A blog formerly known as Bookishness / By Charles Matthews

"Dazzled by so many and such marvelous inventions, the people of Macondo ... became indignant over the living images that the prosperous merchant Bruno Crespi projected in the theater with the lion-head ticket windows, for a character who had died and was buried in one film and for whose misfortune tears had been shed would reappear alive and transformed into an Arab in the next one. The audience, who had paid two cents apiece to share the difficulties of the actors, would not tolerate that outlandish fraud and they broke up the seats. The mayor, at the urging of Bruno Crespi, explained in a proclamation that the cinema was a machine of illusions that did not merit the emotional outbursts of the audience. With that discouraging explanation many ... decided not to return to the movies, considering that they already had too many troubles of their own to weep over the acted-out misfortunes of imaginary beings."
--Gabriel García Márquez, One Hundred Years of Solitude

Wednesday, November 29, 2017

Fast Times at Ridgemont High (Amy Heckerling, 1982)
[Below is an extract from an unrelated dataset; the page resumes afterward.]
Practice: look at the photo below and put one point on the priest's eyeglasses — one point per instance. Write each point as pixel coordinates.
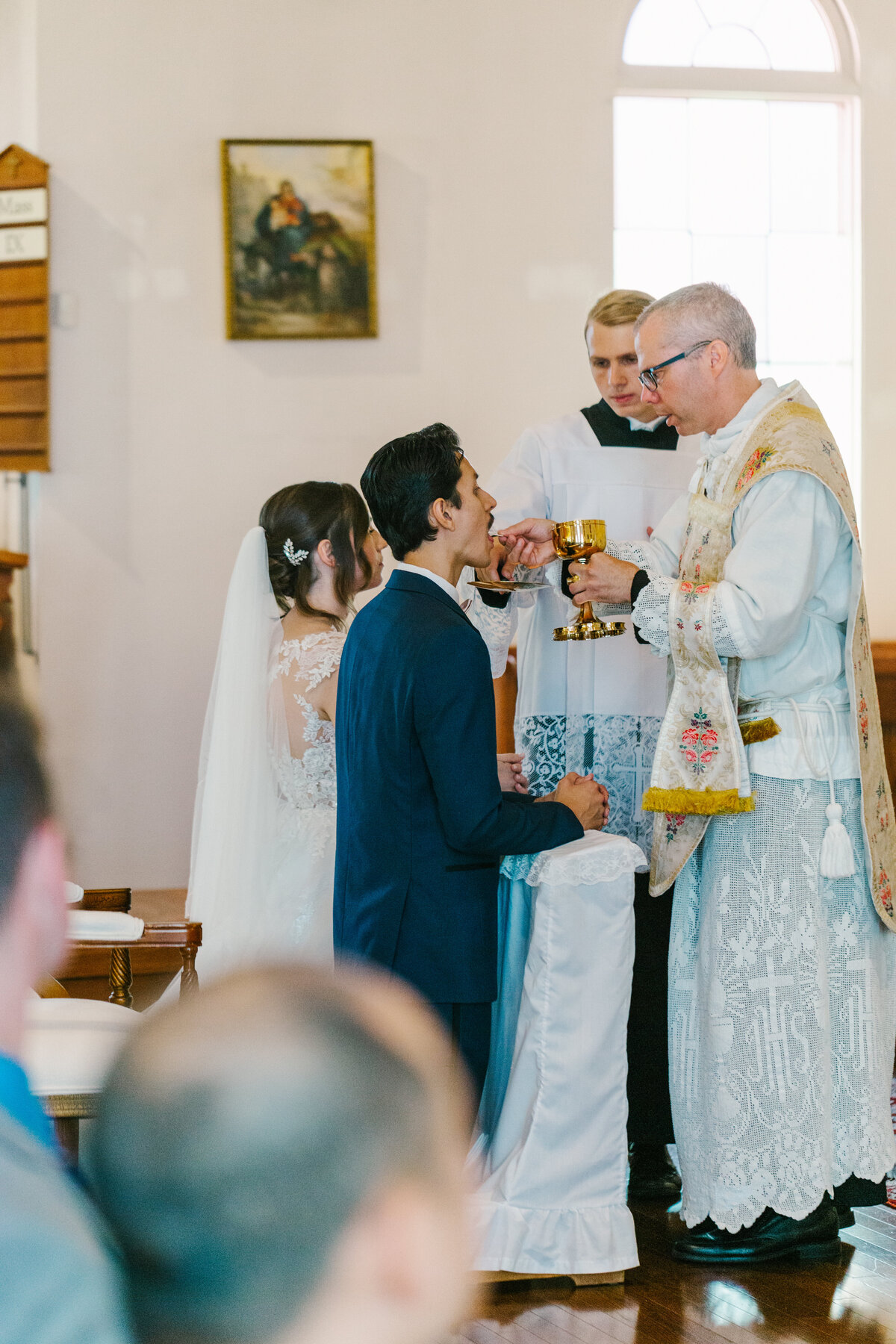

Jennifer Jason Leigh and Phoebe Cates in Fast Times at Ridgemont High
Jeff Spicoli: Sean Penn
Stacy Hamilton: Jennifer Jason Leigh
Brad Hamilton: Judge Reinhold
Mike Damone: Robert Romanus
Mark "Rat" Ratner: Brian Backer
Linda Barrett: Phoebe Cates
Mr. Hand: Ray Walston
Mr. Vargas: Vincent Schiavelli
Charles Jefferson: Forest Whitaker

Director: Amy Heckerling
Screenplay: Cameron Crowe
Based on a book by Cameron Crowe
Cinematography: Matthew F. Leonetti
Art director: Daniel A. Lomino

Of the few standouts in the teen comedy genre, Fast Times at Ridgemont High is the one most beloved of that pig in the python, the Baby Boomers. It's not as nostalgic as the granddaddy of the genre, American Graffiti (George Lucas, 1973), or as smart as Dazed and Confused (Richard Linklater, 1993), or as savagely witty as Tina Fey's Mean Girls (Mark Waters, 2004). It's not even as cleverly conceived as director Amy Heckerling's other major outing in the genre, Clueless (1995). But it is the one most frank about teenage sexuality, especially in the relationship between Jennifer Jason Leigh's Stacy and Phoebe Cates's Linda, in which the supposedly "experienced" Linda serves as the virginal Stacy's mentor. The film also admirably confronts the question of abortion straightforwardly: Stacy has one and suffers no lasting trauma. Instead the condemnation lands on the guy, Mike Damone, whose callous treatment of Stacy is devastatingly portrayed. Otherwise, Fast Times is best seen as a landmark in the careers of future Oscar winners Sean Penn, Forest Whittaker, and Nicolas Cage (who has a small part billed as "Brad's Bud" under the name Nicolas Coppola), and as a demonstration of the skill of someone who has always deserved the Oscar she hasn't won, namely Jennifer Jason Leigh. The cast also features future big names like Eric Stolz and Anthony Edwards in small roles, and gave a brief boost to the career of Judge Reinhold that flared in the mid-1980s and then fizzled. But while Fast Times at Ridgemont High is never quite the "scuz-pit" that Roger Ebert, on an off night, saw it as, it hasn't worn very well. The acting is sometimes just this side of amateurish and the blend of the seriousness of Stacy's scenes with the more familiar classroom comedy involving Spicoli and Mr. Hand lacks finesse. While the movie has a slight feminist edge in its treatment of sex, it also involves some gratuitous breast-baring on the part of Leigh and Cates.